I have the following code that finds the total and unique sales for each employee using a group by with Employee_id
and aggregation with Customer_id
.
Sales.groupby('Employee_id').agg({
'Customer_id': [
('total_sales', 'count'),
('unique_sales', 'nunique')
]})
It is important to know that I will perform aggregations with other columns as well, but so far this is all I have written. So if you have a proposed solution, I ask that you please consider that in case it makes a difference.
While this does exactly what I want in terms of computing total and unique sales for each employee and creating two columns, it creates nested column names. So the column names look like, [('Customer_id', 'total_sales'), ('Customer_id', 'unique_sales')], which I don't want. Is there any way to easily get rid of the nested part to only include ['total_sales', 'unique_sales'], or is the easiest thing to just rename the columns once I have finished everything?
Thanks!
You could simply rename the columns:
import numpy as np
import pandas as pd
np.random.seed(2018)
df = pd.DataFrame(np.random.randint(10, size=(100, 3)), columns=['A','B','C'])

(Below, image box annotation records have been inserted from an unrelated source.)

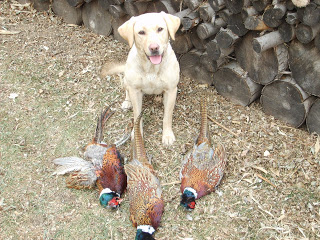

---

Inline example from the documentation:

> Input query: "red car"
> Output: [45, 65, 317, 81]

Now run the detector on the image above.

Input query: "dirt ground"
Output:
[0, 1, 320, 240]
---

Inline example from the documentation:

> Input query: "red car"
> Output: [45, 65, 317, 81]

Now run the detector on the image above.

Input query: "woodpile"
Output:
[32, 0, 320, 133]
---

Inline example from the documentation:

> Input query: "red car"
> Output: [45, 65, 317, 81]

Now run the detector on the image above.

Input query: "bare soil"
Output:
[0, 1, 320, 239]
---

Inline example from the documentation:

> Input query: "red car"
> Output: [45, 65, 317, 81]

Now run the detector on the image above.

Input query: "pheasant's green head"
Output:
[99, 188, 123, 209]
[180, 187, 198, 211]
[135, 225, 155, 240]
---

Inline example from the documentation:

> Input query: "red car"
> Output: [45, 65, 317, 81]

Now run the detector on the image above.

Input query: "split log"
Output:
[181, 12, 200, 31]
[180, 50, 212, 85]
[227, 13, 248, 37]
[199, 3, 216, 23]
[32, 0, 50, 12]
[286, 12, 299, 25]
[224, 0, 249, 14]
[109, 5, 127, 19]
[289, 40, 320, 97]
[124, 1, 148, 17]
[296, 23, 320, 44]
[244, 16, 271, 31]
[260, 76, 314, 127]
[147, 0, 176, 14]
[302, 3, 320, 27]
[278, 22, 296, 42]
[241, 6, 258, 19]
[82, 1, 112, 36]
[171, 33, 193, 54]
[263, 3, 287, 27]
[67, 0, 84, 8]
[197, 18, 227, 39]
[251, 0, 272, 12]
[306, 98, 320, 135]
[314, 33, 320, 51]
[252, 31, 284, 53]
[235, 32, 288, 85]
[213, 61, 262, 106]
[208, 0, 225, 12]
[97, 0, 112, 11]
[51, 0, 82, 25]
[216, 28, 239, 48]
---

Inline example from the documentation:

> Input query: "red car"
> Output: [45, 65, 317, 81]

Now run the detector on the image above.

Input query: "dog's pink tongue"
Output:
[149, 55, 162, 64]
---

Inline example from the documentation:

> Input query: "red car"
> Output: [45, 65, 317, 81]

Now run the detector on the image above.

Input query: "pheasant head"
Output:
[99, 188, 123, 209]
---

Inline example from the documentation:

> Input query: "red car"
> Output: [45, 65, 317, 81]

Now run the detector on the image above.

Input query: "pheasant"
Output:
[180, 98, 226, 211]
[53, 107, 131, 209]
[124, 110, 164, 240]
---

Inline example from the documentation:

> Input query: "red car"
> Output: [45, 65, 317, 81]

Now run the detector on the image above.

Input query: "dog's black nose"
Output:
[149, 43, 160, 53]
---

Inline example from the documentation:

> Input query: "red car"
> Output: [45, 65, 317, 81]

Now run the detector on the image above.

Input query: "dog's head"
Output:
[118, 12, 180, 64]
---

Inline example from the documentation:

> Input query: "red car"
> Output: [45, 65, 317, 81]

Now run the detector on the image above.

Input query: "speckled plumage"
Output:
[180, 98, 226, 209]
[53, 107, 127, 208]
[125, 110, 164, 239]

result = df.groupby('A').agg({'B': [('D','count'),('E','nunique')],
'C': [('F','first'),('G','max')]})
result.columns = result.columns.get_level_values(1)
print(result)
Alternatively, you could save the groupby
object, and use grouped[col].agg(...)
to produce sub-DataFrames which can then be pd.concat
'ed together:
import numpy as np
import pandas as pd
np.random.seed(2018)
df = pd.DataFrame(np.random.randint(10, size=(100, 3)), columns=['A','B','C'])
grouped = df.groupby('A')
result = pd.concat([grouped['B'].agg([('D','count'),('E','nunique')]),
grouped['C'].agg([('F','first'),('G','max')])], axis=1)
print(result)
both code snippets yield the following (though with columns perhaps in a different order):
D E F G
A
0 18 8 8 9
1 12 8 6 6
2 14 8 0 8
3 10 9 8 9
4 7 6 3 5
5 8 5 6 7
6 9 7 9 9
7 8 6 4 7
8 8 7 2 9
9 6 5 7 9
Overall, I think renaming the columns after-the-fact is the easiest and more readable option.